No, seriously, I am.

Fips changes the subject and tells me that we should get a football pundit on instead. I tell him that he’s being vindictive now, that they’re too thick and we’ll just look like we’re being cruel, but he just laughs and says, -I know, I love it when they confuse being serious with being clever.

Look, I say, Rishi’s predecessor George Osborne wrote The Diary in The Spectator this week, I’m going to send it to you, then I’m going to tell Norman Thrush that we’re having either him or Sunak on – unless there’s another of them trying to flog a book at the moment.

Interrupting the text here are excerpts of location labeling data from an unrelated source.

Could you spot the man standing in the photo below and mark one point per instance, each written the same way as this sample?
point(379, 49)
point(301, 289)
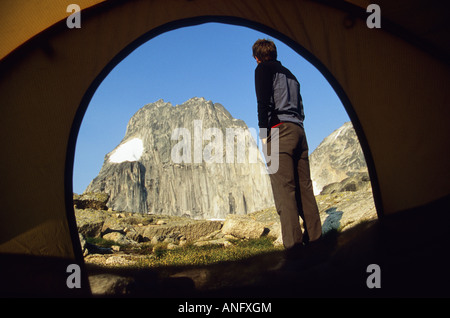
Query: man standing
point(280, 119)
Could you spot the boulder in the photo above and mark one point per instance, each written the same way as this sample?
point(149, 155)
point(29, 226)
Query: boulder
point(91, 200)
point(243, 227)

Here is an extract from The Diary – it’s George’s joke at the end.

Oh yeah, it’s a joke all right.

I put the case that there is not a perceptive person in the world who cannot see that it is a contrived joke which either a) went wrong, and he’s now using his column to cover his tracks; or b) went well and he’s trying to cash it again in front of a larger audience to prove that he isn’t a humourless prick.

I’ve heard banking’s a right laugh.

Elsewhere in the article, he says, “I’m moving on to a third [career]. Politics was an all-consuming passion. Journalism has been a lifelong interest. They happen to be the two most distrusted professions in Britain. So why now banking? Simple, I wanted to do something that’s a bit more popular.”

My advice George: don’t ever turn to comedy. Also, that haircut. Normal people can tell that you’re a soulless ghoul at fifty paces.